Section 4.5. Guide to the Unicode Standard

4.5. Guide to the Unicode Standard

The newest version of the Unicode standard itself should be your ultimate reference in matters of Unicode. It is, however, very large and partly very technical and hard to read, though many parts are enjoyable and smoothly written. Perhaps most frustratingly, it is often difficult to find the place or places where some topic is covered; the information might be scattered to different sections of the standard. To help you to find the relevant information and to make use of it, here is a brief guide to the standard.

4.5.1. Accessing the Unicode Versions

The Unicode standard is available online (mostly in PDF format), but not necessarily as a simple consolidated version. You may need to combine information from a major base version with later modifications issued as minor versions. At the time of this writing, the current version is 4.1.0, and its content is defined cumulatively by the following documents:

The Unicode standard, Version 4.0: http://www.unicode.org/versions/Unicode4.0.0/

Unicode 4.0.1, an update to the previous: http://www.unicode.org/versions/Unicode4.0.1/

Unicode 4.1.0, another update (minor version): http://www.unicode.org/versions/Unicode4.1.0/

The Unicode database reflects the newest version, but the prose text and code charts may need to be read along with the update documents.

A previous version of the standard, Unicode 3.0, is available online, too, and it might be interesting for comparison: http://www.unicode.org/unicode/uni2book/u2.html. There are also many old database files available via http://www.unicode.org/versions/.

4.5.2. What Material Constitutes the Unicode Standard?

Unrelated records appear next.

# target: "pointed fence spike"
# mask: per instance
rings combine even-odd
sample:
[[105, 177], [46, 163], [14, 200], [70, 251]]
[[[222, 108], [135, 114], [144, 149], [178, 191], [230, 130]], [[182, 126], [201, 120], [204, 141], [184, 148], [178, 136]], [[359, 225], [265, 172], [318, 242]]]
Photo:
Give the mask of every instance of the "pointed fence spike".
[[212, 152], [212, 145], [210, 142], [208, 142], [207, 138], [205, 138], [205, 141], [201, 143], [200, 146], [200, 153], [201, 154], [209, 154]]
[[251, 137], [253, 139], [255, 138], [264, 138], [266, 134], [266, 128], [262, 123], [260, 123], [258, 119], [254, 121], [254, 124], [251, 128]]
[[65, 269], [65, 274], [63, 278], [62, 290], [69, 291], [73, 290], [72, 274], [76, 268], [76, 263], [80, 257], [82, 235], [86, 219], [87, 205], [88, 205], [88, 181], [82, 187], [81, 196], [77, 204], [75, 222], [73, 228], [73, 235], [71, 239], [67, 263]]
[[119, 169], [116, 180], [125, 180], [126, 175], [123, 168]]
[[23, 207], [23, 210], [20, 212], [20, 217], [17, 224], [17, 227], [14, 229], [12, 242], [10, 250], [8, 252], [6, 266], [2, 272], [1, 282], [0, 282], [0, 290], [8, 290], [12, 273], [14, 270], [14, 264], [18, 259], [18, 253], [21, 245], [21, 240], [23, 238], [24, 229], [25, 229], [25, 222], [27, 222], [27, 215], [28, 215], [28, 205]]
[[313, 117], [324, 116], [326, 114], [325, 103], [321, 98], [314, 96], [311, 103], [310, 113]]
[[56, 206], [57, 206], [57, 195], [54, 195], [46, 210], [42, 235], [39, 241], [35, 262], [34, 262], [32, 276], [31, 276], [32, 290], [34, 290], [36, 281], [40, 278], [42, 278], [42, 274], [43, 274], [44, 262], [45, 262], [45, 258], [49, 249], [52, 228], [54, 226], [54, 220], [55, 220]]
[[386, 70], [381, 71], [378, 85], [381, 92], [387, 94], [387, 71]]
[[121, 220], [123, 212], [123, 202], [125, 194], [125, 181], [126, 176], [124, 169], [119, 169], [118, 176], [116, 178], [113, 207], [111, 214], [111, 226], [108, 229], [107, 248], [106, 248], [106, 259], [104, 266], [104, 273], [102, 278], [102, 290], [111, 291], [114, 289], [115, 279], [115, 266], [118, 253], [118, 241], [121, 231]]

The Unicode standard is available as a book, though there can be a delay between issuing the standard and printing it. The online version contains PDF documents that correspond to the chapters of the book. But these alone are not self-contained presentations of the standard. There are several points to note. As mentioned earlier in the chapter, there can be incremental updates (minor versions):

On the Unicode web site, there's a page titled "Updates and Errata," which lists official corrections to the standard. As new versions are issued, corrections are incorporated into them, and the "Updates and Errata" page is effectively cleared. The page is http://www.unicode.org/errata/.
There is a series of documents called "Unicode Technical Reports," some of which are called "Unicode Standard Annexes," (UAX), and regarded as integral part of the standard but published as separate documents. They are available on the CD-ROM that accompanies the book as well as (as possibly updated versions) on the Unicode web site, at http://www.unicode.org/unicode/reports/.
There is the "Unicode Character Database," which defines many properties for characters, in a manner suitable for automated processing. The database and the description of its structure are available via http://www.unicode.org/ucd/.

4.5.3. Viewing the Standard Online

As mentioned earlier in the chapter, the online standard is mostly in PDF format. Thus, you need some software that can display PDF files, such as Adobe Reader. The online version cannot be printed using normal methods, so you may still have a reason to buy the printed standard. Copying of texts is possible: using Adobe Reader's text select tools, you can copy text onto the Windows clipboard.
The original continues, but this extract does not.